Met de minister van Sociale Zaken zijn door de G21 afspraken gemaakt over extra maatregelen die ertoe moeten leiden, dat mensen in de bijstand sneller aan het werk gaan of maatschappelijk actief worden. Hoe denkt het college in dit kader om te gaan met de terugdringing van het aantal ontheffingen van de arbeidsverplichting van met name alleenstaande ouders met een bijstandsuitkering met kinderen jonger dan vijf jaar? Is het college met ons van mening dat dit alleen op basis van vrijwilligheid dient te gebeuren en dat de keuzevrijheid om zelf voor de kinderen te kunnen zorgen daarbij voorop dient te staan? Want als de zorg voor en opvoeding van kinderen geen maatschappelijke activiteit meer is in wat voor maatschappij zijn wij dan terecht gekomen

Tenslotte zijn er dan nog de verschillende overschotten Allereerst is dat dan het begrotingsoverschot. Wat dat betreft zijn wij van mening, dat het toch niet valt uit te leggen, dat eerst de OZB in twee achtereenvolgende jaren met 1% wordt verhoogd en mede daardoor vervolgens een overschot op de begroting ontstaat. De conclusie van onze kant is dan ook, dat de verhoging van de OZB nu niet nodig is en derhalve ook niet gewenst. Een eventuele verhoging van de OZB kan dan zonodig worden betrokken bij de uitwerking van het nieuwe collegeprogramma van komend voorjaar.
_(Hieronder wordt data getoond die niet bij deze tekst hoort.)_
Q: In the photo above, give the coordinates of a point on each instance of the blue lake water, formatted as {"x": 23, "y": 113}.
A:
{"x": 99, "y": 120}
Dan is er de meevaller van het extra rekeningoverschot. Het college heeft voor de bestemming daarvan een aantal sympathieke voorstellen gedaan. Maar voor ons is deze meevaller nou juist de gelegenheid bij uitstek om de mensen met een uitkering daarvan te laten profiteren. Iedereen die een baan heeft ontvangt tegen het eind van het jaar altijd wat extra’s van de baas in welke vorm dan ook. Bovendien is december altijd al extra dure maand vanwege de verschillende feestdagen. Voor mensen in de bijstand tikt dat dubbel aan. Wel extra kosten, maar geen extra geld. Tijdens elke Sociale Conferentie kwam het punt van een extra uitkering aan het eind van het jaar dan ook steeds weer naar voren als een van de meest gewenste zaken. Daarom stellen wij voor om 300.000 gulden van het extra rekeningoverschot te bestemmen voor een eindejaarsuitkering van 100 gulden voor mensen met een bijstandsuitkering of met een vergelijkbaar inkomen.